Jack kicked a box and called, "Sam, how much stuff is in the kitchen? I just found a box, I hope it isn't your grandmother's china!"
"No, I already unpacked the china. Wait a minute--"
"Sit still, I've got it. Do you want a beer?"
He came in with two bottles and sat beside her. "Did you get Dee settled?"
"Yeah, I think she'll like it there. Don't be surprised if she calls a few times this weekend to find out where things are."
"I'm still not sure it was a good idea for her to move out on her own," Jack worried. "Those people really can't stand to get their asses kicked by a female."
"It's probably not politically correct to call them those people."
"I don't give a damn whether it is or not," Jack replied. "You and I both lost friends when that plane hit the Pentagon. Hell, everyone in the next room over from Paul Davis was killed. I was in Afghanistan when the mujahedeen were fighting the Russians, and most of them were good people.

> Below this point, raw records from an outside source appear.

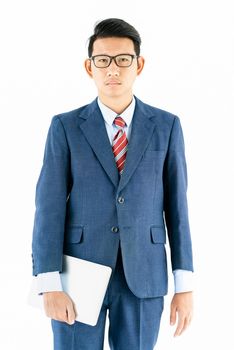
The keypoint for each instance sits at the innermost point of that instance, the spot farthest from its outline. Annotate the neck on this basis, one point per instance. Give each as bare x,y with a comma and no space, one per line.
118,104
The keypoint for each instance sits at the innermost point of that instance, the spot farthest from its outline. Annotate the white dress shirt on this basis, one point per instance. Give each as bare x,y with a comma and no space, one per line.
50,281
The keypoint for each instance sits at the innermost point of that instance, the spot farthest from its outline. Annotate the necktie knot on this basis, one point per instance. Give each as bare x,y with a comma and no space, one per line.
119,122
120,144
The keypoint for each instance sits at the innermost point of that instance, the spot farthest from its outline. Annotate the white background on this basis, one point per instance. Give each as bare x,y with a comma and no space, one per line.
189,51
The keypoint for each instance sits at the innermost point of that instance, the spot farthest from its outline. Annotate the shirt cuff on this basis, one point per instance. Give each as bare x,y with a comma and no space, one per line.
184,281
49,282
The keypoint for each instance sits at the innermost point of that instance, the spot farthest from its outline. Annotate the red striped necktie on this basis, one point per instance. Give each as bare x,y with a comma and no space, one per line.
120,144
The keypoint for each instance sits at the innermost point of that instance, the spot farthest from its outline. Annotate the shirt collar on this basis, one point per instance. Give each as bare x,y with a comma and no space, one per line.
109,115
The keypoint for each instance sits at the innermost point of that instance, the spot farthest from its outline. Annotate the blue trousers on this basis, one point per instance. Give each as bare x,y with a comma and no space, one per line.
133,322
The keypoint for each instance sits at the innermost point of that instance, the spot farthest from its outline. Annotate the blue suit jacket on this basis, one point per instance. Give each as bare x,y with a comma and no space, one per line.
84,208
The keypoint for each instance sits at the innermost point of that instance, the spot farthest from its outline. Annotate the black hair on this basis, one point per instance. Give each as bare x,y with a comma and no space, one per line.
115,27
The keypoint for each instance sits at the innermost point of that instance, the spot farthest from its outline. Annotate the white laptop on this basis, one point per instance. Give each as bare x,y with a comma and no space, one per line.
86,284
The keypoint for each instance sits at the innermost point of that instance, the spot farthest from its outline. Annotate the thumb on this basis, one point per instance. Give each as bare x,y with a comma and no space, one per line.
70,313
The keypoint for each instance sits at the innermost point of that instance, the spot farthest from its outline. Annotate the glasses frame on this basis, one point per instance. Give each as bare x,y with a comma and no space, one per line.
114,58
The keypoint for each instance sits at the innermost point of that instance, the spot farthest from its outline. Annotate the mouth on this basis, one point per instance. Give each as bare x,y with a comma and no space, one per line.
113,82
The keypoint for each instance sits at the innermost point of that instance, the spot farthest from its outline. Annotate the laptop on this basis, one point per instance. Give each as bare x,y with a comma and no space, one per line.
86,284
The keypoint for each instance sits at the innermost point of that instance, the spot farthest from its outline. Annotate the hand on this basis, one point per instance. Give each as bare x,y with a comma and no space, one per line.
59,306
181,306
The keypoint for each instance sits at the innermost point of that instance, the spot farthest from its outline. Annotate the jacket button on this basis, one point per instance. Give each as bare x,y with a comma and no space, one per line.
121,200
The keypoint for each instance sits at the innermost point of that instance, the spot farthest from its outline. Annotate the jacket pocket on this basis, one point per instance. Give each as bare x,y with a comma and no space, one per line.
74,234
158,234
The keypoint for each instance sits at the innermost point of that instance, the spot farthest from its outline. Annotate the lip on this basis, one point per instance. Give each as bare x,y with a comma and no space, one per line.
113,82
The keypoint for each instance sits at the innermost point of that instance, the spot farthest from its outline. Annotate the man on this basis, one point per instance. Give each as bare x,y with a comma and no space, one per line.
114,172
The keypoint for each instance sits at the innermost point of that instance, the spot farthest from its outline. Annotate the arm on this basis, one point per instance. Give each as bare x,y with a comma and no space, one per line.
176,216
48,232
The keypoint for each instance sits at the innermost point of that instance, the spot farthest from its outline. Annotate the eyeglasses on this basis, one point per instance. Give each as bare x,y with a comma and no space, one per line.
103,61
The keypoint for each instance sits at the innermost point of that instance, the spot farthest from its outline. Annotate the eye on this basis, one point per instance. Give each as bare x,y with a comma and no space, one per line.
102,60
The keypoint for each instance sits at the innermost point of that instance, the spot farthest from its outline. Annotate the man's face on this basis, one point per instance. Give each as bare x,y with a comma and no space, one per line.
114,81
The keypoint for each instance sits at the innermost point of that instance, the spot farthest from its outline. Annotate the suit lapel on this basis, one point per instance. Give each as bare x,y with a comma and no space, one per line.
95,132
142,130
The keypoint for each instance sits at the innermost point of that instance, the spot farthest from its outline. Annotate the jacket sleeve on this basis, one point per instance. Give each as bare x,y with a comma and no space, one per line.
175,201
52,191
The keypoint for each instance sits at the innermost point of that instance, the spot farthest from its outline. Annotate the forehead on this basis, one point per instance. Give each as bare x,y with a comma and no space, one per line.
113,46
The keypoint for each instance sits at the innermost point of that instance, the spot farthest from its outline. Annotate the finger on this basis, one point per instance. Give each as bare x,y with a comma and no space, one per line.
70,314
180,326
173,316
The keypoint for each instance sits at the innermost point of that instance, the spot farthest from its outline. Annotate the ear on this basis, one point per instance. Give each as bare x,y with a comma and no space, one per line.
140,64
88,67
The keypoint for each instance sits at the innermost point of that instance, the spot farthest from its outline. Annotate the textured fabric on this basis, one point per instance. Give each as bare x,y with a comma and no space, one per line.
133,322
120,144
85,210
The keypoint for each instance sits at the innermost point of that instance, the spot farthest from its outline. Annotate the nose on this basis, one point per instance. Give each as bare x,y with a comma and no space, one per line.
113,69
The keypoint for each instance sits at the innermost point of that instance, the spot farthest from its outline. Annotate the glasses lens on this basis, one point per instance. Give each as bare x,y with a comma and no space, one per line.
124,60
101,61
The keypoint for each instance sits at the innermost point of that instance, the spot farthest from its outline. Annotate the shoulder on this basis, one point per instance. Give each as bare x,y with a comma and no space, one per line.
156,114
72,116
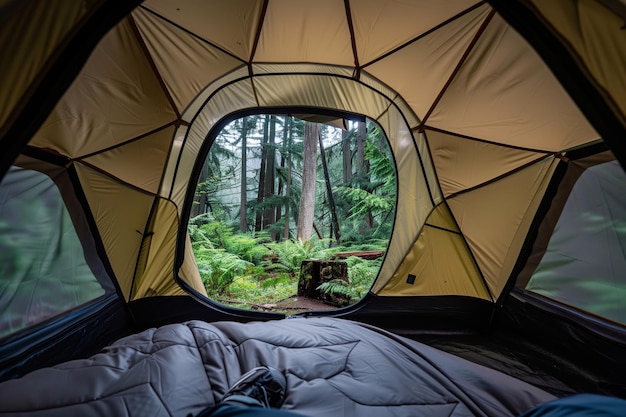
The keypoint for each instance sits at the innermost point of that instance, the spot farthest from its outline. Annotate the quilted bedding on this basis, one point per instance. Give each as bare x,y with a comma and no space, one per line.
333,367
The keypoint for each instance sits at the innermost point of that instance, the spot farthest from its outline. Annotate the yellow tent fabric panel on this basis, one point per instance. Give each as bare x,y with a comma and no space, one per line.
116,97
463,163
31,36
291,33
379,28
121,230
597,35
140,162
431,60
495,218
439,263
230,24
173,48
155,272
517,105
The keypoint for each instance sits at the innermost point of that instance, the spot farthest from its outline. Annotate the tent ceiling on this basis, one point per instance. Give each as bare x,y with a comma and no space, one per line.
471,111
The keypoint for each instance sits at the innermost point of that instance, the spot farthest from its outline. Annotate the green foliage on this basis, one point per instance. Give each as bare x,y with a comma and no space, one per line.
361,274
289,254
257,267
219,269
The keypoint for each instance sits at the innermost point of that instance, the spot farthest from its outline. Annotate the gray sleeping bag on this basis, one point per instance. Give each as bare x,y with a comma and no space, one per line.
333,367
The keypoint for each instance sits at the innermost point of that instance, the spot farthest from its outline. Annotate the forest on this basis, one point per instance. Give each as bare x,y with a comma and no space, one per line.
278,190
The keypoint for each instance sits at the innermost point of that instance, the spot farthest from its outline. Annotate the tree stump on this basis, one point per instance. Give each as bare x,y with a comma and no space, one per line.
314,272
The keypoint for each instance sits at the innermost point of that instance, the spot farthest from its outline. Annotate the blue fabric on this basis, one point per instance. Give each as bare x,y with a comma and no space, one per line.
580,405
235,410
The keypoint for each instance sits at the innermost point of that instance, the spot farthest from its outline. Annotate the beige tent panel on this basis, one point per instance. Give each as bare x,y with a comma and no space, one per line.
123,241
420,70
439,262
30,36
230,24
495,219
415,198
380,27
462,163
116,97
172,48
305,31
155,272
597,36
504,93
319,91
223,102
189,269
139,162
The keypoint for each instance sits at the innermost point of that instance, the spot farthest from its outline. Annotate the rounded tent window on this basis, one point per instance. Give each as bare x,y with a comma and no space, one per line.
293,213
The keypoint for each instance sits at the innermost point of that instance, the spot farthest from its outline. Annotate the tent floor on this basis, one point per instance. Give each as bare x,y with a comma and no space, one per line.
528,362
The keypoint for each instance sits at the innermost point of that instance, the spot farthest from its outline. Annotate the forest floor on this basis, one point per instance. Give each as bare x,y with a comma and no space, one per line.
291,305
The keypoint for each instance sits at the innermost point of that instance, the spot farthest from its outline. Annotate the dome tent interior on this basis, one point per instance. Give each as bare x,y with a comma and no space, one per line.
505,119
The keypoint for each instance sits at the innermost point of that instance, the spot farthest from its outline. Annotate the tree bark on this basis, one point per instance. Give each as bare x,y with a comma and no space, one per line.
329,191
286,233
347,156
363,171
243,221
270,173
258,225
309,177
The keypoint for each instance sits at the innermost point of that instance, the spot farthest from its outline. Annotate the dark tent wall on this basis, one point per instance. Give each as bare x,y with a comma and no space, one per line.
40,66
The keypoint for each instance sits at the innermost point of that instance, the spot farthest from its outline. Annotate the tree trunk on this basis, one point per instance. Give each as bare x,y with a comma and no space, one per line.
329,191
309,177
363,168
258,225
347,156
286,233
270,173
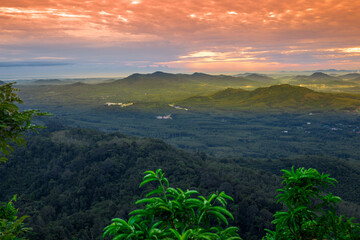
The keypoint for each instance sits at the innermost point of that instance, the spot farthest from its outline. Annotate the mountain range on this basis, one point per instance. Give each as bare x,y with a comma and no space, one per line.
285,97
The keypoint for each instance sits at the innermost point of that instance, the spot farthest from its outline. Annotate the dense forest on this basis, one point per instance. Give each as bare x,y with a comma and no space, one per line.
73,181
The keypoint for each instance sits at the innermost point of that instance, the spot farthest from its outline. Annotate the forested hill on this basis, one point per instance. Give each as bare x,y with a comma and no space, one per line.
72,182
280,97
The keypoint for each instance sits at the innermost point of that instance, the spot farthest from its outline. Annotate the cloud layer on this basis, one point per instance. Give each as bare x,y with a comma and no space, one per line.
217,35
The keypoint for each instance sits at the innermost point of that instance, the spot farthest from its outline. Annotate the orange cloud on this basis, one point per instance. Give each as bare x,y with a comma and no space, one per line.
203,33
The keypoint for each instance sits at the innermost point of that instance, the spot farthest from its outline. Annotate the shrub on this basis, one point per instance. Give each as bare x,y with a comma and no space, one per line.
171,213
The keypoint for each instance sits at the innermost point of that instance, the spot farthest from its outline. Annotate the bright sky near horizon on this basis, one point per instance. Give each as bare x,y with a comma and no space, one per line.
86,37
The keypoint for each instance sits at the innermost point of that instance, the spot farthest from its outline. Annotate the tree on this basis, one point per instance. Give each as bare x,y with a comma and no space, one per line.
173,214
310,212
13,122
11,227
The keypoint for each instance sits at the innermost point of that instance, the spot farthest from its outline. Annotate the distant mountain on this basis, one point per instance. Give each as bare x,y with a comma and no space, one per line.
350,76
317,77
48,82
259,77
161,79
281,97
153,87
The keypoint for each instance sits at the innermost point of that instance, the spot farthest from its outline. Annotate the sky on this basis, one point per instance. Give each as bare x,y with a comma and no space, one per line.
85,38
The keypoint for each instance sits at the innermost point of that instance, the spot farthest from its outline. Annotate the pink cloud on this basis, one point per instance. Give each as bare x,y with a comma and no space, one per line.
275,29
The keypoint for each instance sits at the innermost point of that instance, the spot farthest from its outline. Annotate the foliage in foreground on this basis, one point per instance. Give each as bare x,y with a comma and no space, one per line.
310,213
13,122
11,227
171,213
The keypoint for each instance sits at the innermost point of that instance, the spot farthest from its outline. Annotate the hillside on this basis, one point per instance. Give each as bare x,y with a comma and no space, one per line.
281,97
73,181
317,77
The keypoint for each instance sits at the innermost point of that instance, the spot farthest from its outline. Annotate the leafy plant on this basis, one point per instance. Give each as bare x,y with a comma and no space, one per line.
171,213
11,227
13,122
310,212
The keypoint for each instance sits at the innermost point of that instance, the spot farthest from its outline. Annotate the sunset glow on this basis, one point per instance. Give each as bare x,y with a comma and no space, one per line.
213,36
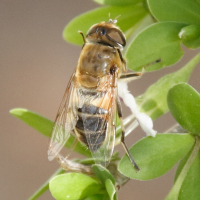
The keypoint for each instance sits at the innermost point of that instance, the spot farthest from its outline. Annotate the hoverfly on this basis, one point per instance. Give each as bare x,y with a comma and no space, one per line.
90,104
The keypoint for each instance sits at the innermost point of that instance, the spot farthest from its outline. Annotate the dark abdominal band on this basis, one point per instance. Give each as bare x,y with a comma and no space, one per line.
91,126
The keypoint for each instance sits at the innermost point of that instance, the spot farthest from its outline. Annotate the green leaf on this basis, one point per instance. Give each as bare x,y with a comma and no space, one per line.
191,184
187,179
158,41
190,36
110,188
154,101
117,2
130,15
73,186
176,10
156,156
102,173
98,197
44,126
184,104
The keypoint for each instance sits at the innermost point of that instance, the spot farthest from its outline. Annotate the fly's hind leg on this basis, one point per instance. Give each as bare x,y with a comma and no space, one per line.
119,110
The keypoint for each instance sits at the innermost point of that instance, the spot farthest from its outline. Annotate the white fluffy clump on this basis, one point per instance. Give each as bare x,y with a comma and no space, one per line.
144,120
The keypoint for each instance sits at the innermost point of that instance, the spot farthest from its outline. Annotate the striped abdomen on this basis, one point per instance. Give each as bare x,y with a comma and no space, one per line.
91,126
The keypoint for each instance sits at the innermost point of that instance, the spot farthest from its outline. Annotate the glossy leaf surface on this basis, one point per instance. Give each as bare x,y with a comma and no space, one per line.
73,186
156,156
158,41
154,101
184,105
110,189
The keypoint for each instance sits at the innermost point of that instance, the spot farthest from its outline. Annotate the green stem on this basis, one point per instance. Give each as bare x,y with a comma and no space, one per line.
45,186
173,195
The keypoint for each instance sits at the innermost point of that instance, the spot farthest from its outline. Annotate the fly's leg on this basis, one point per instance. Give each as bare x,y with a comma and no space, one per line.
133,75
119,110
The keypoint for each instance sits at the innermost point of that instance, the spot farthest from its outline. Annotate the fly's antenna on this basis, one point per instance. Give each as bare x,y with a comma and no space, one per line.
115,20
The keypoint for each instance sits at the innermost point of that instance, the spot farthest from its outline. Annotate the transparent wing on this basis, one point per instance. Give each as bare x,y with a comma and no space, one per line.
64,121
99,122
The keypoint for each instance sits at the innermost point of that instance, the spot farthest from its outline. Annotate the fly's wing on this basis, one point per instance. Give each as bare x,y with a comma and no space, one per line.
99,122
64,121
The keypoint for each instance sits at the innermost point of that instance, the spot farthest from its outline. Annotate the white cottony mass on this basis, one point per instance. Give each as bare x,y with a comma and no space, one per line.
144,120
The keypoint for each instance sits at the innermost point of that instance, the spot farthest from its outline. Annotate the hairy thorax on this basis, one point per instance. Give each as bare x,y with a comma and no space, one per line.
95,63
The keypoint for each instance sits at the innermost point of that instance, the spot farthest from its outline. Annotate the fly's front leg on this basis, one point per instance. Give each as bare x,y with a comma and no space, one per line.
119,110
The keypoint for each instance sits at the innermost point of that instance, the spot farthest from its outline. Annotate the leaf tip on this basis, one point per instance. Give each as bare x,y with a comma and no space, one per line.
17,111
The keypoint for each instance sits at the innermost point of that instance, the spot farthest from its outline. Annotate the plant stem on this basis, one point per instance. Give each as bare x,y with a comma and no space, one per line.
45,186
173,195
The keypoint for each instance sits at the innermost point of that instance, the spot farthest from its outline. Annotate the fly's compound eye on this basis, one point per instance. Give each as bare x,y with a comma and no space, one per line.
116,36
92,31
103,31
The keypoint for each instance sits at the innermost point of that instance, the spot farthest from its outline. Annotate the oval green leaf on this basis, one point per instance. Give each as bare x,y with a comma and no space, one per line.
102,173
44,126
190,186
187,11
130,15
158,41
154,101
117,2
73,186
184,104
156,156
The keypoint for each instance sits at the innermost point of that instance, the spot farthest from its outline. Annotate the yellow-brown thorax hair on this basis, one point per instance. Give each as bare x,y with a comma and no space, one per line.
100,53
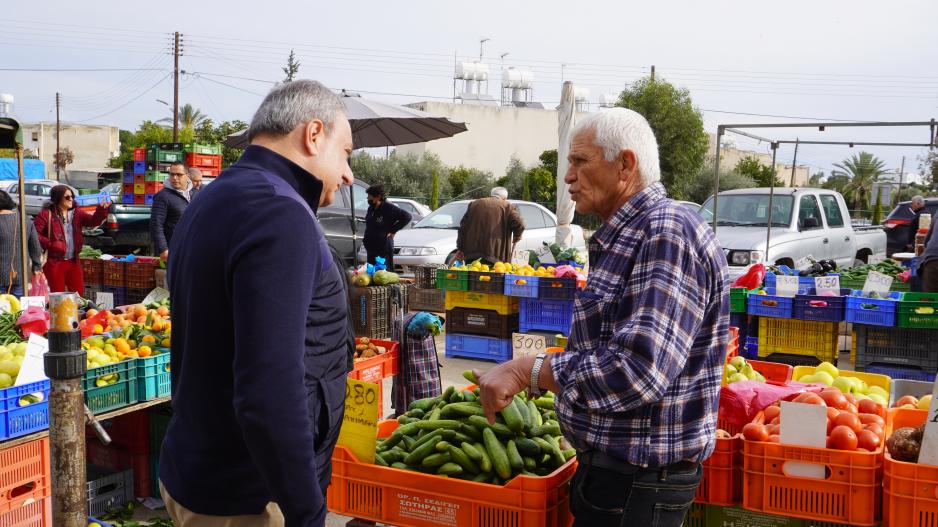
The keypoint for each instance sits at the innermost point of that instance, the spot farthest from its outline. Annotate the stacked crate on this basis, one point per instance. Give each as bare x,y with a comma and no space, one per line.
480,318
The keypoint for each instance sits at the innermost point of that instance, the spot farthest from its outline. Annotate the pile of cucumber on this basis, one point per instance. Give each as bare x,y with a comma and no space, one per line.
449,436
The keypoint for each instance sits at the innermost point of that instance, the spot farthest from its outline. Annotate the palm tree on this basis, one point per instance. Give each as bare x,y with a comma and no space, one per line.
863,169
190,117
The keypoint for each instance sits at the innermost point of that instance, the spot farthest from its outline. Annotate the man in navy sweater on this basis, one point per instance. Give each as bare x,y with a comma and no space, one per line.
260,325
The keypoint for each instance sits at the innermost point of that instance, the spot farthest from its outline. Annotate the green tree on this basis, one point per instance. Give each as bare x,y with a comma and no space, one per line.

But then there were a certain bunch of rat bastards who thought the only good infidel was a dead one, and 'those people' are the ones I was talking about. Not all Muslims. Just the ones who'd be right at home in Birmingham in a white bed sheet and a pointy hat." He took a long pull from his beer.
Sam rested her head on his shoulder. "I know what you mean, Jack. And it worries me, too. I was the one who got kidnapped by the men in black and just about got dissected, remember?"
Jack's arm tightened around her. "Yeah, like I'd ever forget--"
"You and Harry cut it pretty damn close!" She laughed. "But my point is, I wouldn't want to have to live under the mountain for the rest of my life to keep it from happening again. Dee isn't any different."
Jack nodded. "I hear you."
"I guess if someone kicked the door down right now, you'd be helpless...?"
"Hell, no!" He yelled indignantly.
She laughed. "Gotcha. Neither is Dee."